Despite the American preoccupation with the economy and the American false sense of security, the world remains a dangerous place. Unfortunately, Obama’s apologies for American actions dating back to the 1700’s is not making the world any safer; at best maintaining the status quo. There are elements out there hell bent on our destruction not because we have troops in Muslim countries or because of former perceptions of colonialism, but because they simply hate the United States. The sooner Obama wraps his head around this basic concept, the sooner we can become truly safe. The sooner Obama understands that his number one priority is to “provide for the common defense,” the safer this country will be.
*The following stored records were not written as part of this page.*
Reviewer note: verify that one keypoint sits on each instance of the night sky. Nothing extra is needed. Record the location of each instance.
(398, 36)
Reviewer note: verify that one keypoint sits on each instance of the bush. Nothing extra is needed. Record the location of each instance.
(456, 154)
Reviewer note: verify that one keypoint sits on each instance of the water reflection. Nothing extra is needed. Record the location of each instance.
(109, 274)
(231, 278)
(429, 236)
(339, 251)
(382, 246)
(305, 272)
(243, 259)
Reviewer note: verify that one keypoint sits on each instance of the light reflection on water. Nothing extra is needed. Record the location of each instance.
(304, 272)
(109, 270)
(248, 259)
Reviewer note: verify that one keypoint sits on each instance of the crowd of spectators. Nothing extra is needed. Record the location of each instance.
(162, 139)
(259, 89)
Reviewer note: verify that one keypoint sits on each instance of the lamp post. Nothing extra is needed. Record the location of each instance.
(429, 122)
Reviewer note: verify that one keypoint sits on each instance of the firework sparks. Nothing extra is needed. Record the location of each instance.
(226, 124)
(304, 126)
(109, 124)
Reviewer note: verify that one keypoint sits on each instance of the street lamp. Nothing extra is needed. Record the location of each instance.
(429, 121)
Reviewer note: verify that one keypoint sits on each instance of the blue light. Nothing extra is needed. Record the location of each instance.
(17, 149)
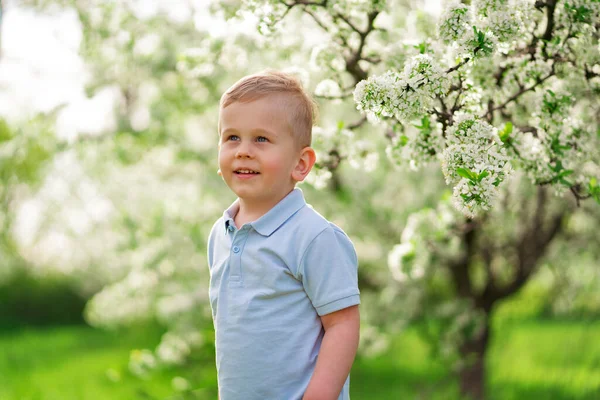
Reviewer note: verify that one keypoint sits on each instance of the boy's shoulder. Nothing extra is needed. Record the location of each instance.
(308, 221)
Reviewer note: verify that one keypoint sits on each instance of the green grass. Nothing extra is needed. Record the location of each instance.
(81, 363)
(528, 359)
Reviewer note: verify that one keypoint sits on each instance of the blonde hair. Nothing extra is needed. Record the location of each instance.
(302, 109)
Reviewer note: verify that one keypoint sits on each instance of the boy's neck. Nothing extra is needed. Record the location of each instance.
(250, 211)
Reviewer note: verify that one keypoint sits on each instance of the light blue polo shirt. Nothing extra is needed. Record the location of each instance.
(270, 280)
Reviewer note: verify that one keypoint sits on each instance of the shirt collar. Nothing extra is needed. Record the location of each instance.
(274, 218)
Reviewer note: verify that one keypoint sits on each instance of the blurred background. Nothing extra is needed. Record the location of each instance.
(108, 190)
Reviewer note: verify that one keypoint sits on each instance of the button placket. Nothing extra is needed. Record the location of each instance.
(239, 239)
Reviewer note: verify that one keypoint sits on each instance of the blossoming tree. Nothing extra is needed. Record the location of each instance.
(503, 94)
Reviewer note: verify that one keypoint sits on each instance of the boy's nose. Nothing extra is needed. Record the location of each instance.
(243, 151)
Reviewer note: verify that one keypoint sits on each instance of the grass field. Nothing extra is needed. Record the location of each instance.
(529, 359)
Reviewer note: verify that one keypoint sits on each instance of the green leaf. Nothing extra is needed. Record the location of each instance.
(482, 175)
(5, 133)
(506, 131)
(465, 173)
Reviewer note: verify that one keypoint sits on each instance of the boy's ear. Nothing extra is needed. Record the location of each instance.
(305, 164)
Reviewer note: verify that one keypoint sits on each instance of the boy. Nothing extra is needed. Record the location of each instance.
(283, 280)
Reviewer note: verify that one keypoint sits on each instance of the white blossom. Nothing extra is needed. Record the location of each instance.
(406, 95)
(329, 88)
(476, 162)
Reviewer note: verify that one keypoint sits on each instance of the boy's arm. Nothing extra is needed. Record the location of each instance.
(336, 355)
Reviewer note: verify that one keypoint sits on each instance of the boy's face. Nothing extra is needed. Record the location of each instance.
(257, 150)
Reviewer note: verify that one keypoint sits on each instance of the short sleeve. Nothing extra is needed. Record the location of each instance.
(329, 271)
(211, 243)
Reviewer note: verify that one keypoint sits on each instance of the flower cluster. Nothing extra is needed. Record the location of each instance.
(455, 22)
(426, 237)
(475, 161)
(504, 20)
(356, 7)
(405, 95)
(484, 27)
(555, 151)
(327, 57)
(328, 88)
(417, 146)
(269, 13)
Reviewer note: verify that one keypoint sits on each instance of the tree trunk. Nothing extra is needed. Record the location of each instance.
(472, 373)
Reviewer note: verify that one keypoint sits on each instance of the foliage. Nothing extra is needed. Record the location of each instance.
(497, 98)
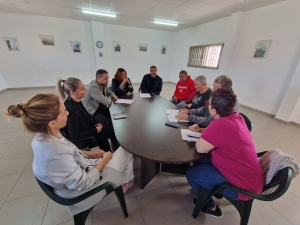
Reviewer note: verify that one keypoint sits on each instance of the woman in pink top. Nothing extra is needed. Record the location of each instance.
(232, 155)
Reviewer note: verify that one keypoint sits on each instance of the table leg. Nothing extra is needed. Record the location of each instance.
(149, 170)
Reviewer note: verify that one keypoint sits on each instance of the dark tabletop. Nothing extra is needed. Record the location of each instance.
(144, 134)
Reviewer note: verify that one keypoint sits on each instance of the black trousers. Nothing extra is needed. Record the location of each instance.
(102, 116)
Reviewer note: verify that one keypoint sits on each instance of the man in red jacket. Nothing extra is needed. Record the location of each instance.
(185, 90)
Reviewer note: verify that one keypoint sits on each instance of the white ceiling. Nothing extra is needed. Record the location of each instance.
(137, 13)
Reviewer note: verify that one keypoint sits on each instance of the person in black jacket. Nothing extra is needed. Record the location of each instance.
(121, 84)
(80, 123)
(151, 83)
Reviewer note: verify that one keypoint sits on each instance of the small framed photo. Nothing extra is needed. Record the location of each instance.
(117, 46)
(261, 49)
(143, 47)
(76, 46)
(47, 40)
(12, 43)
(163, 49)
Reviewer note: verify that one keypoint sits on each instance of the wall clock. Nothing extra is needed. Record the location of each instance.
(99, 44)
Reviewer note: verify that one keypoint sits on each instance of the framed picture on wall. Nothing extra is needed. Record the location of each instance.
(76, 46)
(163, 49)
(261, 49)
(117, 46)
(47, 40)
(143, 47)
(12, 43)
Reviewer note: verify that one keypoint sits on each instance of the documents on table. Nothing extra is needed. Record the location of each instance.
(188, 135)
(145, 95)
(124, 101)
(171, 113)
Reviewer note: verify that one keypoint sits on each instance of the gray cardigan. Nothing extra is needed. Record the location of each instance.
(59, 164)
(94, 97)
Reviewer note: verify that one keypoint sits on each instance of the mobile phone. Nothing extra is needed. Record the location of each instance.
(174, 125)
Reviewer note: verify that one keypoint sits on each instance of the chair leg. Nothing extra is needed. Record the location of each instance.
(120, 195)
(203, 197)
(246, 212)
(244, 209)
(80, 218)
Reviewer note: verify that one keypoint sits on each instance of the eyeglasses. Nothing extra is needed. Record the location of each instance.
(207, 102)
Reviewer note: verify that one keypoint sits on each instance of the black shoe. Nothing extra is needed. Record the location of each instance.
(217, 213)
(216, 195)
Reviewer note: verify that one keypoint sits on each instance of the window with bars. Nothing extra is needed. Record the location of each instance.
(205, 56)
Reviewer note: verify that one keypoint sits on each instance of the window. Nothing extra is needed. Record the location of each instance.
(206, 56)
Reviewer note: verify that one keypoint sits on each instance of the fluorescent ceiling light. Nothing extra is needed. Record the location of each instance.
(98, 13)
(165, 23)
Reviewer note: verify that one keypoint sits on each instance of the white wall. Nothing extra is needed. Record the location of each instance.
(258, 83)
(138, 63)
(38, 65)
(262, 83)
(2, 83)
(209, 33)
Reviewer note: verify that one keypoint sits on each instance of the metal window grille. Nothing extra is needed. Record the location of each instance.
(206, 56)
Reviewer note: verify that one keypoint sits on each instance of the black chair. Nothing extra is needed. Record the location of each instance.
(93, 140)
(282, 179)
(248, 122)
(80, 218)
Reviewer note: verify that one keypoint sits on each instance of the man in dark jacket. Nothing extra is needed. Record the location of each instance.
(151, 83)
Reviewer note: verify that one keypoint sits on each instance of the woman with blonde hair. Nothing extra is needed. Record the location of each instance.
(59, 163)
(80, 123)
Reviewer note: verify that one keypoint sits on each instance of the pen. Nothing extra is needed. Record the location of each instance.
(193, 136)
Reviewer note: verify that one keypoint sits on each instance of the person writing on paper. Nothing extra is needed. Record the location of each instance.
(232, 155)
(201, 117)
(151, 83)
(185, 90)
(121, 84)
(80, 123)
(202, 94)
(97, 102)
(59, 163)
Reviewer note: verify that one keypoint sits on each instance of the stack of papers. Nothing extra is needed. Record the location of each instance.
(171, 113)
(145, 95)
(124, 101)
(188, 135)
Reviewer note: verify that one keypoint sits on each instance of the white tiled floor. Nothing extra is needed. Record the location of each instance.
(165, 200)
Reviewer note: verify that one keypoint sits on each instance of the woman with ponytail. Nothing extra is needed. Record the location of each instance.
(80, 124)
(59, 163)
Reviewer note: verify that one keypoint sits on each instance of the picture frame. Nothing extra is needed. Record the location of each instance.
(163, 49)
(12, 43)
(76, 46)
(261, 49)
(47, 40)
(117, 46)
(143, 47)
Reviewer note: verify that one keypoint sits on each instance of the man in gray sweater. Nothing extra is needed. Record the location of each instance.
(97, 101)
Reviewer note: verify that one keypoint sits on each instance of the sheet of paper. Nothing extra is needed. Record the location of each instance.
(172, 111)
(145, 95)
(124, 101)
(172, 118)
(185, 132)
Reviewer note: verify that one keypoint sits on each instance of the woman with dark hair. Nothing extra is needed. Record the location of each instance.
(232, 155)
(80, 123)
(59, 163)
(121, 84)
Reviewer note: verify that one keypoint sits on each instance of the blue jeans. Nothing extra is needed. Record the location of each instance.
(204, 174)
(179, 104)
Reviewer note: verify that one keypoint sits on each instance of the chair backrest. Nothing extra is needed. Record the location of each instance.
(248, 122)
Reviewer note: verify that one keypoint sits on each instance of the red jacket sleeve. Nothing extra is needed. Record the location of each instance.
(192, 90)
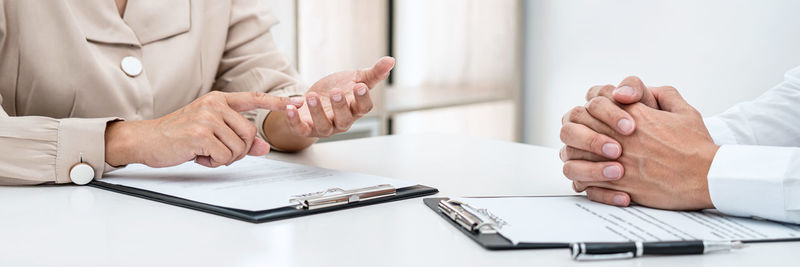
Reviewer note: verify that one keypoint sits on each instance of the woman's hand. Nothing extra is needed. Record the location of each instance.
(333, 104)
(209, 130)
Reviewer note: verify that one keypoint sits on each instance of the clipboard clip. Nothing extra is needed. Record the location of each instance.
(473, 219)
(338, 196)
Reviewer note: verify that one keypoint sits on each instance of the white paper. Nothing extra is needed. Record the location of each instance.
(577, 219)
(252, 183)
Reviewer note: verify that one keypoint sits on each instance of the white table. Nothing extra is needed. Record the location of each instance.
(83, 226)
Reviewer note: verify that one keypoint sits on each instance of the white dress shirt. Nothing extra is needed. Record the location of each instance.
(756, 171)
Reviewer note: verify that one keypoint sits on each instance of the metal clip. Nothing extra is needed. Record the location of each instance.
(338, 196)
(456, 211)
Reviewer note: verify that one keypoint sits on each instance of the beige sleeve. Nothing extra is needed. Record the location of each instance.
(39, 150)
(252, 62)
(36, 150)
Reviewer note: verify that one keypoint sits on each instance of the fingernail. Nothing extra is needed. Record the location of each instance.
(296, 100)
(612, 172)
(611, 150)
(624, 90)
(625, 125)
(290, 111)
(619, 200)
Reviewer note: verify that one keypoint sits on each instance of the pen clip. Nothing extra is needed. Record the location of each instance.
(338, 196)
(579, 253)
(457, 212)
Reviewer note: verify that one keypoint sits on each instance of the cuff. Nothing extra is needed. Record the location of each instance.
(719, 131)
(749, 181)
(81, 139)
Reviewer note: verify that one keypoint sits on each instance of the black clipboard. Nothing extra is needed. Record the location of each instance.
(262, 216)
(490, 241)
(495, 241)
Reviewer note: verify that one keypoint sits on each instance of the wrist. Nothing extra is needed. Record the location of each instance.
(118, 145)
(708, 158)
(279, 135)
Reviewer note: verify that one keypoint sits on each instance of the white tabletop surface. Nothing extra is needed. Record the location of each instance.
(82, 226)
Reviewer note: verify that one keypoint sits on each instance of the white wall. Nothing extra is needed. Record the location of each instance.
(716, 52)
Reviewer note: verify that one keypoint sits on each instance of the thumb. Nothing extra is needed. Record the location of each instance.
(245, 101)
(632, 90)
(378, 72)
(670, 100)
(259, 147)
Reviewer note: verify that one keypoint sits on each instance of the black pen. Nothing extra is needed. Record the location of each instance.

Which comes back to the proviso that academia prepares potential Presidents only for idealism, not reality. If a law school professor in constitutional law can forget the number priority of the President as spelled out in the Constitution, then this country will not be truly safe from outside threats. Oratory on teleprompters and apologies will not accomplish this. In his favor, it is still early in his Presidency and he may extract troops from Iraq and it may become a peaceful country and the Taliban may leave Afghanistan and leave that country in peace and North Korea and Iran may cease their nuclear weapon aspirations and they may cease ballistic missile development and Russia may act like a good neighbor to the rest of Europe and the Palestinians may cease terrorist rocket attacks on Isreal and Israel may cease settlements and may open Jerusalem. And there are probably other maybe’s not mentioned. But, this is looking a lot less like Wilson’s idealism and more like Carter’s stupidity based on some amorphous over-riding principle of “human rights based foreign policy.” This is deja vu all over again. The question at this point is it 1920’s style naivete or 1970’s style naivete.